We discussed motion in other sections, because this is really useful. Having motion sensors talking to your home automation hub and enabling routines is a game changer. At our house the lights turn off at 10:30PM every day but when the smart lock is unlocked from 10:30PM to 6AM, a series of lights automatically turn on for 20 minutes so we don’t walk in the dark. Presence is determined by the smart lock in this case.

Take this idea and build from it for your situation! Here are things to consider implementing:

  • Turn lights on and off based on motion and time of day
  • Set smart nighttime routines to make sure no one gets lost or hurt
  • Set “lack of motion” routines to make sure everyone is safe. If there is no motion in front of the refrigerator for X hours, no one ate, send an alert to a smartphone so someone can check on things. If there is no motion in front of the bathroom door, there are other issues to manage. You get the drift.
  • Door management can be done with an open/close sensor and motion sensor, where the person is around (or not) and then you can take action to close the door left open.

Make sure you get pet-aware/safe motion sensors too, you won’t want to get false positives at night when the cat strolls around the house. Or when the dog sees a squirrel outside!

Presence sensors will do something similar, where you don’t need to detect movement but if someone is someplace. Say someone is watching tv and falls asleep on the couch, there is no movement but there is still someone there. Here is an article on the topic which is worth the read.
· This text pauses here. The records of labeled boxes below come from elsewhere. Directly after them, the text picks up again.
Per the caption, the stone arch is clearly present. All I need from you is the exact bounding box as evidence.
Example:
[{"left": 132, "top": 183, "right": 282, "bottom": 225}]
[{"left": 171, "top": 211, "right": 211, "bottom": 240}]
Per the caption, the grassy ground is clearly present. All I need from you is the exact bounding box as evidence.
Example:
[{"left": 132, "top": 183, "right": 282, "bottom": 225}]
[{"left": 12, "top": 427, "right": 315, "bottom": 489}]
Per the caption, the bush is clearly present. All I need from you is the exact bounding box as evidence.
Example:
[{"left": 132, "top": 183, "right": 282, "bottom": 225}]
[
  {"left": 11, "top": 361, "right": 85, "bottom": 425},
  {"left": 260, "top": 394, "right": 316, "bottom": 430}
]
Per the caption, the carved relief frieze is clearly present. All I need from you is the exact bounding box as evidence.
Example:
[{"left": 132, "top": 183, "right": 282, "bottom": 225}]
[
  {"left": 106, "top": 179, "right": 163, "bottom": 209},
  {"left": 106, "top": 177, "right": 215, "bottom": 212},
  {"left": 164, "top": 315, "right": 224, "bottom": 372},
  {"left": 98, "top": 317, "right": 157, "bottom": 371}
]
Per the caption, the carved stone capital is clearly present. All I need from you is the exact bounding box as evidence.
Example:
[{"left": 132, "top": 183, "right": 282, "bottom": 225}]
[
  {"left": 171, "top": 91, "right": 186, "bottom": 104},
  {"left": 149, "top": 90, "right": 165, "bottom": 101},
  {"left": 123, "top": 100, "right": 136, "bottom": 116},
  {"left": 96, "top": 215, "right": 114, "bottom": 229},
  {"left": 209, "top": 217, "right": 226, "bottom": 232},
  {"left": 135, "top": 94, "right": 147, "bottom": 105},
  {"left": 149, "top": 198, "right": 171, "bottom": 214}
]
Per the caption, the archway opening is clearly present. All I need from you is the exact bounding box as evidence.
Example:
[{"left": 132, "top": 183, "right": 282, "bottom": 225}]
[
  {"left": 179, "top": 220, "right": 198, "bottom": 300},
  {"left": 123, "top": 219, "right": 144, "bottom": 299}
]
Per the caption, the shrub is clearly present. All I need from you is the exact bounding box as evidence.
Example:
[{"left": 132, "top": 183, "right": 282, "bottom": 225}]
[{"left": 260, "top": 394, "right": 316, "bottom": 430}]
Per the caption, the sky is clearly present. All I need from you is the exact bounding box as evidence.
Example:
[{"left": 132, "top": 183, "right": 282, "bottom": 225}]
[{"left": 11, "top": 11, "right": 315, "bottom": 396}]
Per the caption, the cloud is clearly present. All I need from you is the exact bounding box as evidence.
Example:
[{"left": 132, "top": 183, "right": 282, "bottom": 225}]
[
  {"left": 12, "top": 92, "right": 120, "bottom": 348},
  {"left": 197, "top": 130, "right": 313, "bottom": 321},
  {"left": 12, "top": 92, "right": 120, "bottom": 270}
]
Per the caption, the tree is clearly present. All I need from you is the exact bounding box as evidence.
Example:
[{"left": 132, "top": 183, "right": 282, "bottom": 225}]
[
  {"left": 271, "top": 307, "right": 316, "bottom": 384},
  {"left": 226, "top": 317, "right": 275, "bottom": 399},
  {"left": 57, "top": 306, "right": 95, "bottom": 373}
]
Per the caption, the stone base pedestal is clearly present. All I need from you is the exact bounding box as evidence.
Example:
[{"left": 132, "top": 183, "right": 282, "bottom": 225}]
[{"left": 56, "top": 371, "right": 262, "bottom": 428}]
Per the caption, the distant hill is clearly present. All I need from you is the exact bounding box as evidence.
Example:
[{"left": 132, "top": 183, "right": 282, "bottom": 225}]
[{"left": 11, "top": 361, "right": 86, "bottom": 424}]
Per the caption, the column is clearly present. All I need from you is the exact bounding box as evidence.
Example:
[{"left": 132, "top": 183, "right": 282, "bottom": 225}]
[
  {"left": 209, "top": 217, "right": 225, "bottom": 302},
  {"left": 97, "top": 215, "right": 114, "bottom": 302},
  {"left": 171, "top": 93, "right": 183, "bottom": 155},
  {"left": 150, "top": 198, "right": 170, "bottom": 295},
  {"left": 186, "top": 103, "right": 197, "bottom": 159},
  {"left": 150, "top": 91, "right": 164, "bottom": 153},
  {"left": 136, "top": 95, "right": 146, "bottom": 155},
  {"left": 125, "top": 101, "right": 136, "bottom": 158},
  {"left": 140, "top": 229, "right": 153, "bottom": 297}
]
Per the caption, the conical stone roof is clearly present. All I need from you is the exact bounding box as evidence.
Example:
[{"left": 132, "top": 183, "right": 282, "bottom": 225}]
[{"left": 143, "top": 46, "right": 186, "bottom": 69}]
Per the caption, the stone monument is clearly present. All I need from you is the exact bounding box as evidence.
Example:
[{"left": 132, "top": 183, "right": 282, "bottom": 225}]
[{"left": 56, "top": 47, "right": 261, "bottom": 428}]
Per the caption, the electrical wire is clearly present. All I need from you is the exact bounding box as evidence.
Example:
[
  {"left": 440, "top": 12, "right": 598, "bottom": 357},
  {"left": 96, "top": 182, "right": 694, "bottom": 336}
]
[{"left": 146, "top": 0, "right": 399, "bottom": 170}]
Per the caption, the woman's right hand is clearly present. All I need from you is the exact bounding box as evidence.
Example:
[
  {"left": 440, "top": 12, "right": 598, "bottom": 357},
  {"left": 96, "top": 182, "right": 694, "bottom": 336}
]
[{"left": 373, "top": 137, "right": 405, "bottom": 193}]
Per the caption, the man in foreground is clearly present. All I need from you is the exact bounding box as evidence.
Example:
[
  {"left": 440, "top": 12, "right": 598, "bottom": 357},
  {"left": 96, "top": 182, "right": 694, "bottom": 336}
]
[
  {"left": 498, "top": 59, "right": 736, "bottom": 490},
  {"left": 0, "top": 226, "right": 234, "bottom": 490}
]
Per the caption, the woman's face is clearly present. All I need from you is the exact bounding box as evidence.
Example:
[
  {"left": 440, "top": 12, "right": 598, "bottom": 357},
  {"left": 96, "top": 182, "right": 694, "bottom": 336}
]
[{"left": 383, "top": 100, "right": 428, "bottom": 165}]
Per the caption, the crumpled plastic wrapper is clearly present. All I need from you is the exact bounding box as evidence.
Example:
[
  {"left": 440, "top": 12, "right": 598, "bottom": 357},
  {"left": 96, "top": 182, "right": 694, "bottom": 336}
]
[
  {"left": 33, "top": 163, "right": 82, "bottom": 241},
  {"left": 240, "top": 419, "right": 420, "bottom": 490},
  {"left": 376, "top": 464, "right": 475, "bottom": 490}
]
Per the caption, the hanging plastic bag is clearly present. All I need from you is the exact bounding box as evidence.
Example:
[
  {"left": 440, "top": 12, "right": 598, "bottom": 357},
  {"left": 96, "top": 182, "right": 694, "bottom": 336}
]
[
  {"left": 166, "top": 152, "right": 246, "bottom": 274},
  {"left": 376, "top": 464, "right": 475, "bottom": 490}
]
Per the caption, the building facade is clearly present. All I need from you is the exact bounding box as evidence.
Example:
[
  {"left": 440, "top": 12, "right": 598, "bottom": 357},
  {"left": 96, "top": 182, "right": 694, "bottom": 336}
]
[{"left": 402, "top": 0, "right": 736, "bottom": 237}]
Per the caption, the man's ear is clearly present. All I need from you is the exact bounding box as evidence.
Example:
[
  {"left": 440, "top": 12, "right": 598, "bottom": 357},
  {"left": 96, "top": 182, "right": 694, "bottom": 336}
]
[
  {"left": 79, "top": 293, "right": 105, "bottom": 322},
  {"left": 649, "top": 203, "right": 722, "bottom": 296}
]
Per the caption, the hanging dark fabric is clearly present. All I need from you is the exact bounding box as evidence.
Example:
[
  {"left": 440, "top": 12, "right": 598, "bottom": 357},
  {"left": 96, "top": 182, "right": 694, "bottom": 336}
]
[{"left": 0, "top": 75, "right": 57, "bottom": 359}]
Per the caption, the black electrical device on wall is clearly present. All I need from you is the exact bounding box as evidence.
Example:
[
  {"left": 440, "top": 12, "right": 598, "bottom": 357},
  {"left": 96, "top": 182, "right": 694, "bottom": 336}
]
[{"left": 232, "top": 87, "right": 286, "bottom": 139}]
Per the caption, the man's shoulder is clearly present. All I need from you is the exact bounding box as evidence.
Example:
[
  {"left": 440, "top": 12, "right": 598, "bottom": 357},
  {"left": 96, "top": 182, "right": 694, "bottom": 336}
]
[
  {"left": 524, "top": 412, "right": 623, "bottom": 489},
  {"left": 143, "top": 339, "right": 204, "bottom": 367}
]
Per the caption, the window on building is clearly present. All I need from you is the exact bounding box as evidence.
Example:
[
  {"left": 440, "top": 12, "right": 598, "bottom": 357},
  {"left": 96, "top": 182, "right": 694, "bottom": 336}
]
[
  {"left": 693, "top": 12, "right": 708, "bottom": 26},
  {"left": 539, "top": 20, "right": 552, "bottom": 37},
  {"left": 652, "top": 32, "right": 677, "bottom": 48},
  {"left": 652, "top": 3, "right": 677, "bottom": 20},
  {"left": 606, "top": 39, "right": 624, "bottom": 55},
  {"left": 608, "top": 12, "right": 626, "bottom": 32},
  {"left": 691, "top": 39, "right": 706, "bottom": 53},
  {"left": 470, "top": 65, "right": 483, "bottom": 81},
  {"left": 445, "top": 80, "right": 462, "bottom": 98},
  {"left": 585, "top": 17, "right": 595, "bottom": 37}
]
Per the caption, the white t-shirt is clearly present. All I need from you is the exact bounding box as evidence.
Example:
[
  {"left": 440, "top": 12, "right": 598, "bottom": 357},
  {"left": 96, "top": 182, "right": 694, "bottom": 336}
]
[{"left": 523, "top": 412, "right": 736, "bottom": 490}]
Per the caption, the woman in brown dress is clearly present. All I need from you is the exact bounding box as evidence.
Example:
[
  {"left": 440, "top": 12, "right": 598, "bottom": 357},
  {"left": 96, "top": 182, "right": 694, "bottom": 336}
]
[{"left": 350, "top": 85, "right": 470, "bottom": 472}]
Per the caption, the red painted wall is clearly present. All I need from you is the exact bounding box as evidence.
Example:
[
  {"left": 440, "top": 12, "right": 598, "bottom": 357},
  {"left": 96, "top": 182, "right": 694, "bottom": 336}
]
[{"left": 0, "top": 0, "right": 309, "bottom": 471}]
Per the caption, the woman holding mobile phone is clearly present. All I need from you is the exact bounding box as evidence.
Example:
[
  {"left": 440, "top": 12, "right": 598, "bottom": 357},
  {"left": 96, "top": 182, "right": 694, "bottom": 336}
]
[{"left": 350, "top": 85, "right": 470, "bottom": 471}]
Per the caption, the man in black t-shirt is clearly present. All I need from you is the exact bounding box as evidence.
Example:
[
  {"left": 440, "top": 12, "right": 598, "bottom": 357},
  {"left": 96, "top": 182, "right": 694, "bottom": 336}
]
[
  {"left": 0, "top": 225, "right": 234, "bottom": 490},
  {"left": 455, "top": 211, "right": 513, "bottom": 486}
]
A bit like “heat vision” if you will.

Now location is complementary to motion and presence, where the idea is to determine where someone or something is telling your smart home if it’s within range or not. In other words it’s a form of glocalization tied to the home. It could be a smartphone but with Alzheimer’s’ that’s not optimal so there are some smart trackers on the market you can add/hide to key personal items which will enable routines based on their presence or absence. The Fibaro keychain is a good example but make sure you don’t program any actions for the buttons as we just want presence management. If you use Apple’s HomeKit the AirTag can be really interesting.

With location you get alerted when a behavior is triggered so you can take action like making sure the wearer has not wandered off.  Same idea with motion, why is mom up at 2AM?

Independently from your smart home system, Apple Air Tags are really neat. My mom has one as her keychain and has no idea what it really is, I did explain it to her but her short-term memory does not allow that to stick. If you do this expect to get questions and to avoid them, hide them wisely in personal effects like the lining of a coat or a purse. If they don’t see it, they can’t play with it or ask about it. Again privacy matters, friendly reminder.